Madhya Pradesh, spread across 308 sq km, is the second largest State with a population of 7.26 crore (2011 Census). It is being ruled by the BJP since December 2003; the present Chief Minister, Shivraj Singh Chouhan first took over on 29th November 2005 and was re-elected twice on 12th & 23rd December 2008 and 2013. His flagship achievement was reduction in female infanticide, which was highest in India, through such schemes as Ladli Laxmi Yojna, Kanyadhan Yojna and Janani Suraksha Yojna. The diverse tribal world has been nearly cut off from the mainstream of development. Malnutrition is very 'alarming' in Panna and Chhattarpur districts with over 40% children stunted and underweight, as per a two-year old national survey. Rahul Gandhi is extensively campaigning in the State, exposing the failures of the BJP regime; an anti-incumbent mandate cannot be ruled out.

In Rajasthan, several opinion polls, rather prematurely, have predicted an anti-incumbency mandate and the exit of the BJP government. Area-wise, Rajasthan is India's largest State, spread over 3.4 lakh sq km, i.e., about 10.4% of the country's geographical footprint with a population of over 6.9 crore. It has two main political parties—the BJP and the Congress; the present Chief Minister, Vasundhara Raaje of the BJP, a daughter of Vijayaraje Scindia and Jivajirao Scindia, Maharaja of Gwalior, is serving a second term; her first was from 2003-2008. The politics of Rajasthan is dominated mainly by the Bharatiya Janata Party (BJP) and the Indian National Congress; the latter ruled the State from 2008 to 2013. Among the last two States to go for a poll on 7th December (Telengana being another), Rajasthan may go for another Congress rule. The BJP has assigned five Rajput leaders of the State to woo the race's voters who stood by it in 2013 poll and wean them away from an anti-incumbency mood. The party President, Amit Shah visited the State for more than ten times in last six months to energise the booth workers. The RSS chief, Mohan Bhagwat also toured in three cities to activate his cadres to work for the BJP. The Congress is holding mega-rallies and road-shows in the backdrop of a simmering power struggle between Sachin Pilot and Ashok Gehlot.

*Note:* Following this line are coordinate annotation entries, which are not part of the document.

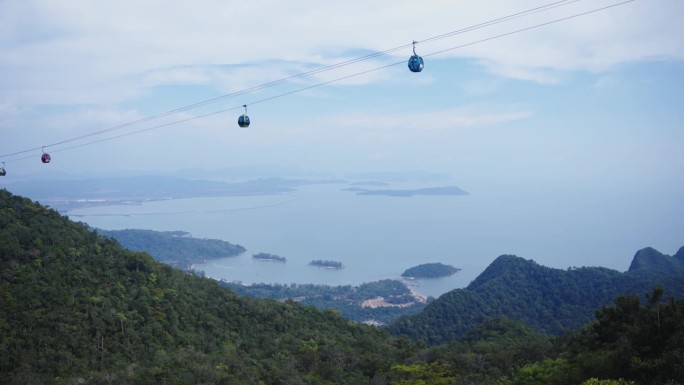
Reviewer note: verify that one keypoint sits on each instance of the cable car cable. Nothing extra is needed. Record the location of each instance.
(303, 74)
(324, 83)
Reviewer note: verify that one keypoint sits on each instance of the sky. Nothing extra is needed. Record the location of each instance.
(562, 102)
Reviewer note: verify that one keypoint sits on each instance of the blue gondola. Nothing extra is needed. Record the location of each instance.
(243, 120)
(415, 62)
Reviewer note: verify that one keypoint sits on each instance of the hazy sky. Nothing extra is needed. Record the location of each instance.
(588, 109)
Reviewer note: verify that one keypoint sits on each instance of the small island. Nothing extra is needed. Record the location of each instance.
(325, 264)
(430, 270)
(268, 257)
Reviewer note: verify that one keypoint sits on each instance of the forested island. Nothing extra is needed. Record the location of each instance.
(430, 270)
(325, 264)
(77, 308)
(269, 257)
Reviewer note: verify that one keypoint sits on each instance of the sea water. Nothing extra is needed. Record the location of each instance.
(378, 237)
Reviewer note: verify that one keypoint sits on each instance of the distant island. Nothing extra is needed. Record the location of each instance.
(448, 190)
(430, 270)
(326, 264)
(269, 257)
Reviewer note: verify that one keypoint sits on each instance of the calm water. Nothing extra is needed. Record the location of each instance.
(378, 237)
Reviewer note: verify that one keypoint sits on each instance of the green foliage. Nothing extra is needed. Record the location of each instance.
(76, 307)
(596, 381)
(430, 270)
(644, 343)
(175, 248)
(348, 300)
(422, 374)
(326, 263)
(549, 300)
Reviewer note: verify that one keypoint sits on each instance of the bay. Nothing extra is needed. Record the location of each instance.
(378, 237)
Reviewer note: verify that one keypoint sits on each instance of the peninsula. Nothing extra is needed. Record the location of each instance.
(430, 270)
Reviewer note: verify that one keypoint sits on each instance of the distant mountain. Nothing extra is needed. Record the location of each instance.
(175, 248)
(549, 300)
(66, 194)
(651, 261)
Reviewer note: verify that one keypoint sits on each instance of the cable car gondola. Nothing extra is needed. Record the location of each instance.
(243, 120)
(415, 62)
(45, 158)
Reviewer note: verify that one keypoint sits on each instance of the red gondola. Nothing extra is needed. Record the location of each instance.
(45, 158)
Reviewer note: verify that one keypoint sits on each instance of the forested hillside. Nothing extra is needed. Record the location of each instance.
(175, 248)
(549, 300)
(78, 308)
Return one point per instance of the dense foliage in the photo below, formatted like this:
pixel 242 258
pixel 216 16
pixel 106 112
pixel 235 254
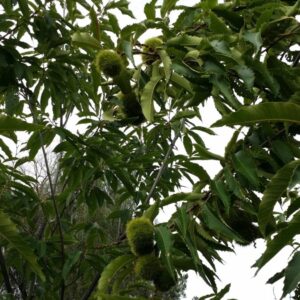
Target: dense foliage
pixel 63 237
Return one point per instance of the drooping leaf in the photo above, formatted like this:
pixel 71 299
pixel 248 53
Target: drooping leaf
pixel 9 232
pixel 85 40
pixel 69 263
pixel 149 9
pixel 282 239
pixel 263 112
pixel 147 94
pixel 167 63
pixel 181 81
pixel 13 124
pixel 274 190
pixel 245 165
pixel 165 244
pixel 167 6
pixel 292 275
pixel 219 188
pixel 206 154
pixel 214 223
pixel 254 38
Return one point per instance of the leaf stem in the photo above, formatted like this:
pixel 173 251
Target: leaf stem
pixel 5 273
pixel 164 164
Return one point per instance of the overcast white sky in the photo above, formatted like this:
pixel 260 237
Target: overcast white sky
pixel 237 267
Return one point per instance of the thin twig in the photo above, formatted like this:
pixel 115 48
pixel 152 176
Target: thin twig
pixel 91 288
pixel 31 102
pixel 5 273
pixel 164 164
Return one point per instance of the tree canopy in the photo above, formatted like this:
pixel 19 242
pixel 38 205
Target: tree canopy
pixel 109 113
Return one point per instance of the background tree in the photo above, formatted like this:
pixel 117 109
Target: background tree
pixel 122 163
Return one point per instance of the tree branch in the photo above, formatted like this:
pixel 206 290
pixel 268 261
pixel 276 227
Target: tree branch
pixel 5 273
pixel 31 103
pixel 164 164
pixel 91 288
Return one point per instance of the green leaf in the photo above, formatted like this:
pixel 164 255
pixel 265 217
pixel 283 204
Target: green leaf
pixel 24 8
pixel 205 154
pixel 274 190
pixel 149 10
pixel 9 232
pixel 245 165
pixel 147 94
pixel 167 63
pixel 182 221
pixel 219 188
pixel 216 224
pixel 70 262
pixel 282 239
pixel 188 145
pixel 5 148
pixel 217 25
pixel 111 270
pixel 224 87
pixel 167 6
pixel 263 112
pixel 292 275
pixel 13 124
pixel 254 38
pixel 165 244
pixel 117 297
pixel 246 74
pixel 222 293
pixel 113 22
pixel 181 81
pixel 181 196
pixel 85 40
pixel 95 28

Thus, the status quo in these five states could change in year-end polls. Apart from the successes and failures of the administration, the outcome of the polls could be tinged by the Congress charge of Mr Modi arbitrarily choosing Reliance Defence of Anil Ambani to be the offset Indian partner for delivery of 36 Rafael fighter-jets, helping bank-loan frauds like Nirab Modi and Vijay Mallya to flee, soaring fuel and commodity prices, inflation, falling rupee-dollar exchange rate, bickerings in the CBI and RBI and controversies such as the demonetisation and the GST(which Rahul Gandhi ridicules as 'Gabbar Singh Tax') and '# Me Too' charges against minister M J Akbar (when he was editor of two newspapers), forcing him to resign. All these and a more startling revelation in Rafael scam, or an adverse turn of events, can cause a swing in the Congress's fortune. The astounding rise of the BJP—like the proverbial 'rags to riches'—from the scratch (two MPs in 1984) to over ten years in power at the Centre and its present sway over nearly two-thirds of the area and people of the subcontinent has been due to its clever exploitation of the Hindu dislike of Muslims and its slogans of building a Ram Temple at the disputed site of Ayodhya, resolve to make India a Hindu Rashtra, jettisoning what it dubs as 'pseudo-secularism' in the Constitution. The Supreme Court has dismissed a petition for advancing the hearing of the Ram Janmabhumi land dispute case but if Mohan Bhagwat's demand for promulgating an ordinance to start building the promised Ram Temple on the disputed site is met by the NDA or the UP government it can swing Hindu votes but will disenchant the Muslim electorate in three States under its rule. To the extent the Modi regime's flagship projects like Beti Bachao, Beti Parhao, Swachha Bharat, Jan Dhan, Ujaala, Pradhan Mantri Abaasan, Sadak etc. Yojanas have been implemented in these States can swing votes in its favour too. Overall, whosoever wins, the polls are likely to be a keenly-watched tightropewalk for the BJP with unpredictable result.